Солнце садилось. Белый след рейсового самолёта на темнеющем небе был высвечен ярко и розово. В самолёт и в его шлейф солнечные лучи били уже из-за горизонта, куда закатывалось светило.

«В Москву полетел», — вздохнул Гай, привычно засекая курс лайнера.

Повеяло речной сыростью. Белая, сыпучая от толстой пыли тропа вошла в густые заросли камыша и превратилась в сырой извилистый коридор, прорубленный в тростниковых джунглях. Гай подал знак «сократить дистанцию». Заболоченная пойма пограничной реки называлась Кафан-хона, но солдаты слегка её переименовали — Кафтан-хана. Никто не любил это место — вечно здесь мельтешили рыжие малярийные комары, шныряли из-под ног водяные змеи, стоял тяжёлый дух прели… Через полтора километра тростниковый коридор выводил к наблюдательной вышке, обозначающей стык участков. Там обычно наряды переводили дух и пускались в обратный путь…

Дулёнов шагал тяжело и шумно. Гай обернулся, чтобы сказать жестом — «тише»… Два, почти слитых в один, выстрела грянули в спину. Дулёнов видел, как сержант упал — ничком, будто его толкнули с разбегу. Потом медленно перевернулся на бок и, стянув с плеча автомат, выпустил в камыши очередь, неверно поводя стволом… Это уже потом, на операции, врач удивлялся: человек с пулей в сердечной сумке жил ещё минуты две — и стрелял… тогда Дулёнов полоснул с колена огненным веером — туда, куда стрелял сержант и откуда стреляли в сержанта. Потом подоспел Цыплаков и тоже стал косить камыш длинными очередями. Из зарослей не отвечали. Изумившись внезапной тишине, Цыплаков и Дулёнов услышали, как в хрустких, ломких стеблях тяжело хрипит и бьётся чьё-то тело… Неподалёку обнаружили ещё одного врага — тот не двигался… Пока Дулёнов рвал зубами перевязочный пакет, Цыплаков дрожащими пальцами настроил рацию, вызвал заставу…
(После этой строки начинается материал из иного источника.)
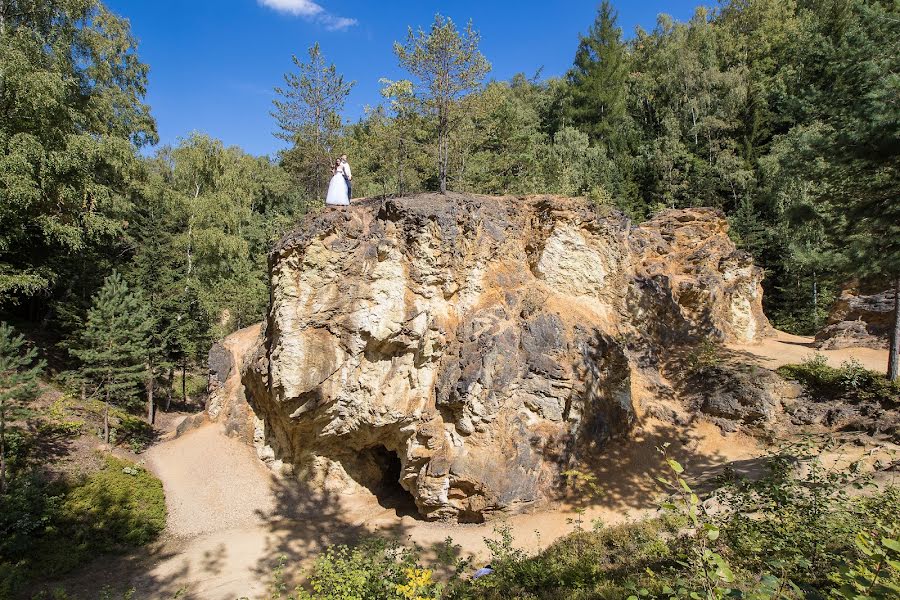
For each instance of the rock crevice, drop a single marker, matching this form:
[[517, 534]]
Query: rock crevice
[[476, 347]]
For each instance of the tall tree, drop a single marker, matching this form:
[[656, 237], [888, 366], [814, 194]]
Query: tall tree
[[598, 79], [71, 118], [446, 66], [19, 372], [848, 151], [308, 114], [114, 345]]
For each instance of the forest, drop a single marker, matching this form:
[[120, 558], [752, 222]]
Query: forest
[[782, 114], [121, 261]]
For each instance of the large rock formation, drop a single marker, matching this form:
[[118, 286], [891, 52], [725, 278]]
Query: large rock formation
[[473, 347], [858, 320]]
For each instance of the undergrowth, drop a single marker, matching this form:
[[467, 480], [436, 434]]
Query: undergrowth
[[49, 527], [850, 381], [801, 531]]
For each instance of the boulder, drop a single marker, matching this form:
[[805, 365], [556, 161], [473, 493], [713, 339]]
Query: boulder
[[465, 350], [858, 320]]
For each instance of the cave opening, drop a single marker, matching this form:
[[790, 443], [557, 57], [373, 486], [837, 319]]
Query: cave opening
[[387, 489]]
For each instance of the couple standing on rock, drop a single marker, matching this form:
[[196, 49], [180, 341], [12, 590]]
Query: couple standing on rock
[[340, 189]]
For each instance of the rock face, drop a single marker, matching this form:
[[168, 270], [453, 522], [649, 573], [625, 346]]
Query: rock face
[[859, 320], [468, 349]]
Как во сне, несли сержанта к машине. Алые капли кропили дозорную тропу, и красный пунктир этот был очень похож на тот, каким метят линию границы на картах.

Сердце убитого Гая сделало семьдесят ударов, автомат — пятнадцать выстрелов…
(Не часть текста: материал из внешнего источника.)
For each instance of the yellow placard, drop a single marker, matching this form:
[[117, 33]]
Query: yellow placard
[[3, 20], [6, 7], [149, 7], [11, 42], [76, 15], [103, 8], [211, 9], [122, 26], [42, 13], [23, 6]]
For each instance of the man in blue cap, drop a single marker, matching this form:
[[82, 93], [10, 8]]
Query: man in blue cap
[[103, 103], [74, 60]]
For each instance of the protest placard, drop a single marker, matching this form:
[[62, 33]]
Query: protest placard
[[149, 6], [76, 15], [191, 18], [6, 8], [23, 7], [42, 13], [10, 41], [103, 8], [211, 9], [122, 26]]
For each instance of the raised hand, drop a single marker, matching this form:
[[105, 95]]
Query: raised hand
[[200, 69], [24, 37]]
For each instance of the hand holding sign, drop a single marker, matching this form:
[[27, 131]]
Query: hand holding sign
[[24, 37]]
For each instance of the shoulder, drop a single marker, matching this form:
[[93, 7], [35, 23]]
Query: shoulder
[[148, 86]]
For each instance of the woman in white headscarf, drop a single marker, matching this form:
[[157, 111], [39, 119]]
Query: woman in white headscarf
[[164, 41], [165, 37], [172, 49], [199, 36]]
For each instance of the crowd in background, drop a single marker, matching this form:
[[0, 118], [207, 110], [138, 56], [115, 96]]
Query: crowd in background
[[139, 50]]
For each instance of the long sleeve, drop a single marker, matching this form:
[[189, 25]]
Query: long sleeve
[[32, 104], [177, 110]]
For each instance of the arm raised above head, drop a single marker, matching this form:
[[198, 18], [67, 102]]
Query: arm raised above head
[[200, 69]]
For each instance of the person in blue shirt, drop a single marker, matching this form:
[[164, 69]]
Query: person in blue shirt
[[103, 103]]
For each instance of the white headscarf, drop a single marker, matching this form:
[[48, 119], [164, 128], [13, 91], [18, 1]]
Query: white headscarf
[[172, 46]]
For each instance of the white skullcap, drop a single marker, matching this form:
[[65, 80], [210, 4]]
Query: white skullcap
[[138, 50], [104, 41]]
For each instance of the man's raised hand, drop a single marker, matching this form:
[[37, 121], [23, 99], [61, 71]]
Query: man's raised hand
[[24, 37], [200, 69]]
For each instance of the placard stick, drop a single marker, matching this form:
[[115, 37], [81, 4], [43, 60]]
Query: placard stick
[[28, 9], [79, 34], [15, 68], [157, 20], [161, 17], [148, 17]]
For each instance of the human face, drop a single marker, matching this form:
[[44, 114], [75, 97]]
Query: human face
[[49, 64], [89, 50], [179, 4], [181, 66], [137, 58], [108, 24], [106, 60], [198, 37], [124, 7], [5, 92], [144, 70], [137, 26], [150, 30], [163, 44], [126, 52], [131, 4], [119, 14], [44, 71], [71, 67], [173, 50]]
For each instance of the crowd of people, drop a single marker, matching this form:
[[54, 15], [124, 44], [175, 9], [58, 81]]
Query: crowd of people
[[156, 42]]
Пыльные ветры аравийских пустынь надолго перекрыли вертолётные трассы. Уражцев распорядился похоронить Гая на кургане за стрельбищем. Похоронили честь по чести — с троекратным салютом, с приспущенным над заставой флагом, с торжественным маршем мимо кургана…

Профессор Артюхов назвал тот курган на археологической карте — Гайкент, что в переводе с тюркского означало «поселение Гая».
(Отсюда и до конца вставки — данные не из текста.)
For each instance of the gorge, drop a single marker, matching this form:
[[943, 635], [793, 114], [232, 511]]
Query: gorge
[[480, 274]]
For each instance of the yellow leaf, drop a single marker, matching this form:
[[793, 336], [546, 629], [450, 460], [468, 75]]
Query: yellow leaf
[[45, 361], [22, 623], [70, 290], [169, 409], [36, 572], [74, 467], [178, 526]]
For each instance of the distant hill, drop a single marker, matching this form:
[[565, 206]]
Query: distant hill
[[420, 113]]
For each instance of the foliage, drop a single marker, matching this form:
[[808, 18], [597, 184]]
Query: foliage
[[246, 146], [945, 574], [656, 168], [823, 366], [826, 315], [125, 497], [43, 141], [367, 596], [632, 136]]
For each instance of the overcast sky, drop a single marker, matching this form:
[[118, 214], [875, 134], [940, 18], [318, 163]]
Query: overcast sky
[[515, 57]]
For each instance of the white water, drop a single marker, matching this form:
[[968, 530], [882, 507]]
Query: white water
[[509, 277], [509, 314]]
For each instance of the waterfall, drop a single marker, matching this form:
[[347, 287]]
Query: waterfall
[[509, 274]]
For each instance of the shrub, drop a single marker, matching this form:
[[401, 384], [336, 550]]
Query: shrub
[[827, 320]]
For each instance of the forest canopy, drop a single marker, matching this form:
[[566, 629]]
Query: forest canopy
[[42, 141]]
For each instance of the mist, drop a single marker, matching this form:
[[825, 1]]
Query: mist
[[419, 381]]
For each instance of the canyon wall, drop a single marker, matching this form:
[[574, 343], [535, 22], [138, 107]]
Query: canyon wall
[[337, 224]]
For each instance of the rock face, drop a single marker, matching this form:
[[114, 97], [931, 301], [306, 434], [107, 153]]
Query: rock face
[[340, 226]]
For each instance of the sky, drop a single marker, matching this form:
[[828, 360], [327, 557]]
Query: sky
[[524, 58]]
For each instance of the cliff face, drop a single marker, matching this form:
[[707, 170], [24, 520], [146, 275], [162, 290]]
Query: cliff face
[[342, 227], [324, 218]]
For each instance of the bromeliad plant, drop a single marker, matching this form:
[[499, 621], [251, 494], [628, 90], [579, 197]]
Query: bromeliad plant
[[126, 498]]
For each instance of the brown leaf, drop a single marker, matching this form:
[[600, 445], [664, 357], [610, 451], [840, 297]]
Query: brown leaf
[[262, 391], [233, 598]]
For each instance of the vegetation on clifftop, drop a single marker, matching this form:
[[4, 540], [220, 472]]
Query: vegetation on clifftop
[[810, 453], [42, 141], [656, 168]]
Прапорщик Трипутень, выводя молодых бойцов на стрельбище, всякий раз предваряет команду «Огонь!» коротким и яростным: «За сержанта Гая!»

И пусть не покажется странным археологам грядущих столетий, когда они, раскапывая могильный курган Гайкент, найдут над доспехами древнего воителя латунную солдатскую пряжку с пятиконечной звездой.